Kathy A - Nov 05, 2007 9:04:33 am PST #2648 of 10002
We're very stretchy. - Connie Neil

But it's fun chatting with strangers!! One of the most interesting people I've ever met was a NYC cabbie, who fit the old stereotype of the older lifelong New York resident, complete with the NY accent and living in and raising his family in an apartment and stories about how life is like there. Fascinating stuff. My mom and sister (who were sitting in the back seat of the cab while I rode in front due to no more room in back) were wondering what we talked about, and were very surprised that I had such a great conversation with him.


Susan W. - Nov 05, 2007 9:04:58 am PST #2649 of 10002
Good Trouble and Righteous Fights

Whenever we go to Tulsa or Birmingham to see the families, I have to make the mental adjustment that people are going to like, talk to me. (And also accept the fact that I will cause DH endless amusement with the way my accent shifts from one sentence to the next depending on whether I'm talking to him or to someone local. I don't do it on purpose.)
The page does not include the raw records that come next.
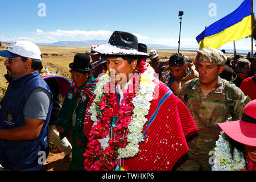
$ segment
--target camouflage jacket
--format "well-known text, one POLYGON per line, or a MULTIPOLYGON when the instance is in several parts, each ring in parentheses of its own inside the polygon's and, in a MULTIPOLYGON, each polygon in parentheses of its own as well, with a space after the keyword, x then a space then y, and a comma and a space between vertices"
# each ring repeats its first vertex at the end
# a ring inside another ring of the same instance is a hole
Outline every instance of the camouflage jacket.
MULTIPOLYGON (((198 136, 188 143, 189 157, 205 159, 205 162, 208 162, 210 157, 209 152, 214 147, 220 131, 216 123, 228 121, 232 117, 229 109, 225 104, 229 82, 219 77, 215 88, 205 97, 202 92, 201 84, 198 80, 185 101, 185 90, 192 80, 185 83, 177 96, 188 107, 199 130, 198 136)), ((242 117, 243 108, 250 99, 236 85, 232 85, 232 88, 231 96, 234 102, 233 119, 238 120, 242 117)))

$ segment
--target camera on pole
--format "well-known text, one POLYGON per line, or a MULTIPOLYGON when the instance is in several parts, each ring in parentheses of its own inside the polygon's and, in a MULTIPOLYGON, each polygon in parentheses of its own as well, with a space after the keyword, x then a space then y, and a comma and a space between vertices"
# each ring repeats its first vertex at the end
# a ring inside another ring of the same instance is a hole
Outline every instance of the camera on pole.
POLYGON ((178 48, 178 53, 180 53, 180 32, 181 31, 181 20, 182 20, 182 15, 183 15, 183 11, 179 11, 179 16, 180 16, 180 36, 179 38, 179 48, 178 48))

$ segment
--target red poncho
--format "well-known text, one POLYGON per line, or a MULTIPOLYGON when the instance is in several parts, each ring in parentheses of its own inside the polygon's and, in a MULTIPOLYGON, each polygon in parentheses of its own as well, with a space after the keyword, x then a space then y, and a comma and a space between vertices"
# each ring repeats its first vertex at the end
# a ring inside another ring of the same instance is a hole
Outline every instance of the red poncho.
MULTIPOLYGON (((146 130, 144 141, 139 144, 137 155, 124 160, 122 166, 126 170, 171 170, 188 150, 185 136, 198 131, 183 102, 173 93, 168 96, 170 90, 162 82, 158 86, 158 97, 151 102, 148 121, 143 128, 143 133, 146 130), (165 98, 165 95, 168 97, 165 98), (152 122, 148 127, 151 118, 152 122)), ((88 112, 93 101, 93 98, 88 103, 85 116, 84 132, 88 140, 93 124, 88 112)), ((117 115, 117 104, 114 110, 114 115, 117 115)))

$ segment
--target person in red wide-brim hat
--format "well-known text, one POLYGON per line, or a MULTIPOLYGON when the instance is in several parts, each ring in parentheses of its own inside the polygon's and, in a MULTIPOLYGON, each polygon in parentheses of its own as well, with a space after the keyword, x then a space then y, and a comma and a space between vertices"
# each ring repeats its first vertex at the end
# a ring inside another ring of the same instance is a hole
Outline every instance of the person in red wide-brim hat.
MULTIPOLYGON (((234 159, 234 151, 236 148, 243 154, 245 158, 246 169, 250 171, 256 171, 255 110, 256 100, 253 100, 245 107, 241 119, 217 124, 228 136, 229 138, 228 140, 233 145, 230 147, 232 159, 236 160, 234 159)), ((220 136, 220 138, 222 136, 220 136)), ((218 144, 218 141, 216 142, 216 146, 218 144)), ((215 151, 217 150, 216 149, 215 151)), ((218 158, 218 155, 216 156, 218 158)))

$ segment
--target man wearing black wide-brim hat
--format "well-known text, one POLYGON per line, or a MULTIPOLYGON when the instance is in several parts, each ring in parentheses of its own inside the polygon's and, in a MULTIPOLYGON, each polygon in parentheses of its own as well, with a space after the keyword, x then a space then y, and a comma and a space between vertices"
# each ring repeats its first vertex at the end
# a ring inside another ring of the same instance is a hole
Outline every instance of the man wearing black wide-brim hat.
POLYGON ((138 50, 137 38, 121 31, 93 47, 108 71, 85 112, 86 170, 172 170, 188 150, 185 137, 198 130, 184 104, 142 60, 149 55, 138 50))
POLYGON ((60 140, 68 135, 72 125, 73 146, 69 170, 84 170, 82 154, 87 140, 84 133, 84 119, 87 104, 94 94, 95 79, 90 75, 90 57, 85 53, 76 54, 69 68, 73 81, 65 97, 56 125, 60 140))

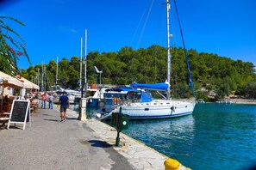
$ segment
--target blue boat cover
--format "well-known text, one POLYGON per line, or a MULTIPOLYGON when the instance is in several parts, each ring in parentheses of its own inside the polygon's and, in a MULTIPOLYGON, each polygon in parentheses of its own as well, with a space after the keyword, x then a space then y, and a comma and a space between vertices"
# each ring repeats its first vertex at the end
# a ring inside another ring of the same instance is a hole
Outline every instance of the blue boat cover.
POLYGON ((132 88, 141 88, 141 89, 150 89, 150 90, 164 90, 166 91, 169 88, 168 82, 160 82, 155 84, 140 84, 133 83, 130 85, 132 88))

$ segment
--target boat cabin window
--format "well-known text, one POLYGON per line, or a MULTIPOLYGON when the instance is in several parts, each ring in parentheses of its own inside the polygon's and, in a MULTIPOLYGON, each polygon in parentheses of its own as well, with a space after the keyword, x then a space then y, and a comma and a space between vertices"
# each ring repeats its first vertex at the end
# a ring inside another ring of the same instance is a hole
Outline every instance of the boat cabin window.
POLYGON ((93 96, 96 91, 87 91, 86 97, 93 96))

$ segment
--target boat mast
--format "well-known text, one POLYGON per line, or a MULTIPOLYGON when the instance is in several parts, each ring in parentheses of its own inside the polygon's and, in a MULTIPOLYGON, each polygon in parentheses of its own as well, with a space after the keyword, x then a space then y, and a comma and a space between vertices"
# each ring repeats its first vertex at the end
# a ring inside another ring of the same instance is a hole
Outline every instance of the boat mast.
POLYGON ((80 59, 80 89, 82 90, 82 64, 83 64, 83 38, 81 37, 81 59, 80 59))
POLYGON ((41 91, 44 91, 44 62, 41 62, 41 91))
POLYGON ((56 68, 56 81, 55 81, 55 86, 57 85, 58 82, 58 56, 57 56, 57 68, 56 68))
POLYGON ((84 51, 84 84, 85 84, 85 89, 87 88, 87 80, 86 80, 86 67, 87 67, 87 61, 86 61, 86 58, 87 58, 87 29, 85 29, 85 40, 84 40, 84 46, 85 46, 85 51, 84 51))
MULTIPOLYGON (((172 34, 170 34, 169 29, 169 10, 171 9, 169 0, 166 0, 166 35, 167 35, 167 82, 171 84, 171 58, 172 55, 170 52, 170 38, 172 37, 172 34)), ((170 88, 168 88, 167 99, 170 99, 170 88)))

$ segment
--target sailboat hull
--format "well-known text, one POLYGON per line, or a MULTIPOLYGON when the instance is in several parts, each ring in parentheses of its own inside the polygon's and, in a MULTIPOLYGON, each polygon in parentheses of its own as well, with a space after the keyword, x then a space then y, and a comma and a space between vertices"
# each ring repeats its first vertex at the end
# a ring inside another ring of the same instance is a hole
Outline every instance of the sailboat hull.
POLYGON ((122 113, 131 119, 151 119, 181 117, 192 114, 195 103, 172 101, 168 103, 132 103, 122 107, 122 113))

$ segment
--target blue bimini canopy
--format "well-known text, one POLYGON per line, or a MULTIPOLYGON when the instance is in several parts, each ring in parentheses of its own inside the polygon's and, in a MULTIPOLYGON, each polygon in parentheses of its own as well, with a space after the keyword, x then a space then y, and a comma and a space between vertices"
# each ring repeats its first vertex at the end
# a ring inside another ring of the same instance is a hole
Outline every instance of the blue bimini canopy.
POLYGON ((132 88, 141 88, 141 89, 148 89, 148 90, 159 90, 159 91, 166 91, 170 86, 168 82, 160 82, 155 84, 140 84, 140 83, 133 83, 130 85, 132 88))

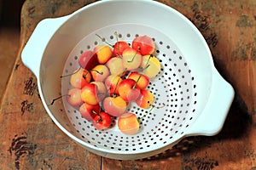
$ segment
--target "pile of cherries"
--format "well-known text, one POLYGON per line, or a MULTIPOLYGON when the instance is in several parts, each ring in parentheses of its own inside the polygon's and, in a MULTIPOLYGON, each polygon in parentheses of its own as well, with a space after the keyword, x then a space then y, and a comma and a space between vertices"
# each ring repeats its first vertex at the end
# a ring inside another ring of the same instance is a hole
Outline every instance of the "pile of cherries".
POLYGON ((127 105, 128 102, 143 109, 153 105, 154 98, 147 87, 160 71, 154 50, 154 40, 145 35, 136 37, 131 44, 106 42, 84 52, 79 58, 80 67, 70 76, 67 101, 98 130, 109 128, 117 120, 122 133, 137 133, 139 121, 127 111, 127 105))

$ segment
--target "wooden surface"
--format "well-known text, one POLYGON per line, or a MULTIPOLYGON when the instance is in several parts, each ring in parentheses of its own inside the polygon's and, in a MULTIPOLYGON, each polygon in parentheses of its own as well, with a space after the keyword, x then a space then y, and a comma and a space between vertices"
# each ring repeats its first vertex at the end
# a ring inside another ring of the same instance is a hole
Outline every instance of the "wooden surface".
MULTIPOLYGON (((160 1, 199 28, 217 69, 236 97, 221 133, 189 137, 159 156, 137 161, 91 154, 64 134, 46 113, 34 75, 20 52, 36 25, 68 14, 86 0, 26 0, 20 45, 0 108, 0 169, 256 169, 256 1, 160 1)), ((35 56, 36 57, 36 56, 35 56)))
My fellow Southerners (and anyone interested in such things) might enjoy Jim Webb's book Born Fighting: How the Scots-Irish Shaped America. Webb romanticizes his/our past a bit, but it's still a fascinating and informative read, and for me a mirror in which I recognized myself and my family. I reviewed it here: [link]


askye - Nov 05, 2007 9:06:45 am PST #2650 of 10002
Thrive to spite them

If I had to label myself by region I think I'd say I'm Floridan or North Floridan rather than being Southern. Dad's family is definitly Southern, Mom's from Oklahoma. And around here, with the universities and state government there's such a mix of people from various parts of the state and country. But if you go a few towns over, then yes, you are definitely in the South and can feel it. Of course a quick trip north will take you to Georgia.


brenda m - Nov 05, 2007 9:09:41 am PST #2651 of 10002
If you're going through hell/keep on going/don't slow down/keep your fear from showing/you might be gone/'fore the devil even knows you're there

Visitors to Atlanta often say, "Everyone was so friendly. They all smiled at me."

And finish it with "...and it bugged the crap out of me." Or maybe that was just me, for about the first year I lived there. Eventually I grew to really like it there, but it took a real shift in mindset.


Emily - Nov 05, 2007 9:10:35 am PST #2652 of 10002
"In the equation E = mc⬧, c⬧ is a pretty big honking number." - Scola

They talk more down here. Which can be nice and friendly, and other days it can bug the crap out of me because it seems to demand I be in a friendly mood all the damn time.


Daisy Jane - Nov 05, 2007 9:18:23 am PST #2653 of 10002
"This bar smells like kerosene and stripper tears."

Heh. I can and will talk to pretty much anybody. Old truckers at the dive bar, little old ladies in the grocery, homeless people, you name it. I don't normally jump right in like Mr. Jane, but once I hear something I can speak to or someone speaks to me, it's on.

I would drive most of you insane.


Connie Neil - Nov 05, 2007 9:25:05 am PST #2654 of 10002
brillig

I *hate* when people I don't know try to talk to me. It's like they can't stand the idea of silence or something. Why is it friendly and courteous to intrude on a stranger's privacy?

Signed, Surly Northeasterner, what are you looking at?